The example below is a matrix intended for an SQL server service.
- Matrix.1.WMIClassName=Win32_PerfRawData_MSSQLSERVER_SQLServerGeneral Statistics
Preferably the monitoring automation engine can be easily integrated into stand-alone applications. An example of this could be an asset discovery stand-alone application, wherein this application defines all matrix information and passes them to the monitoring automation engine to process. Returned data would be reorganized into other formats and sent back to the central server using specific protocols. A testing tool which can verify validity of matrix scripts and execute monitoring automation engine to poll data remotely could be another example.
As mentioned, an appliance of a monitoring system can comprise a probe having the architecture shown in FIG. 2. In this case, the automation engine would normally be within the appliance.
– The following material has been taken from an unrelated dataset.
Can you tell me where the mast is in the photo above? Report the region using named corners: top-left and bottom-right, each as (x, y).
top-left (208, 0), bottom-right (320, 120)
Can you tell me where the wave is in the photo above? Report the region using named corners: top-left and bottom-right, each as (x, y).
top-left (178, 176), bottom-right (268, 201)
Custom services (such as services related to application compliance, Microsoft Exchange, SQL, terminal server, Internet Information Server and Internet Security and Acceleration) can be developed based on the monitoring automation engine. Also, one skilled in the art will appreciate the possibility of developing an application that would provide a user friendly interface permitting users to conveniently input matrix scripts and load them into a monitoring system.
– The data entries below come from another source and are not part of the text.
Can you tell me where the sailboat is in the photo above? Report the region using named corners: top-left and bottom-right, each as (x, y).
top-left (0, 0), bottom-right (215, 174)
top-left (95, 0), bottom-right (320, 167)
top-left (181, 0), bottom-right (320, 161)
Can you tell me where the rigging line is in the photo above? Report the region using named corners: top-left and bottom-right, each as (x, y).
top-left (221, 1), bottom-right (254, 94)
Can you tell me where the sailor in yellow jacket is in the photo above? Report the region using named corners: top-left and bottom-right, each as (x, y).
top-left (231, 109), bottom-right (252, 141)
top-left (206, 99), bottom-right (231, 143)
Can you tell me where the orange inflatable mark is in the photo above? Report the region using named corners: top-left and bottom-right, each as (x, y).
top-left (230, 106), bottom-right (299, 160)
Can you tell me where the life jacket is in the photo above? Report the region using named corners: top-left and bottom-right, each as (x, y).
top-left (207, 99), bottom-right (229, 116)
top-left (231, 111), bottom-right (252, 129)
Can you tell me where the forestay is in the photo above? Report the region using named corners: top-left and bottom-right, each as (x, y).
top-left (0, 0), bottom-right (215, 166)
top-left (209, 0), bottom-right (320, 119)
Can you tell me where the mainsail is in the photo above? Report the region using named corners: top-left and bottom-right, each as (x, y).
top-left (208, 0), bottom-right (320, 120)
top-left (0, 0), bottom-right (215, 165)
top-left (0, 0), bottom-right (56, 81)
Thus, it is apparent that there has been provided in accordance with the invention an automation engine and method for providing an abstraction layer that fully satisfies the objects, aims and advantages set forth above. While the invention has been described in conjunction with illustrated embodiments thereof, it is evident that many alternatives, modifications and variations will be apparent to those skilled in the art in light of the foregoing description. Accordingly, it is intended to embrace all such alternatives, modifications and variations as fall within the spirit and broad scope of the invention.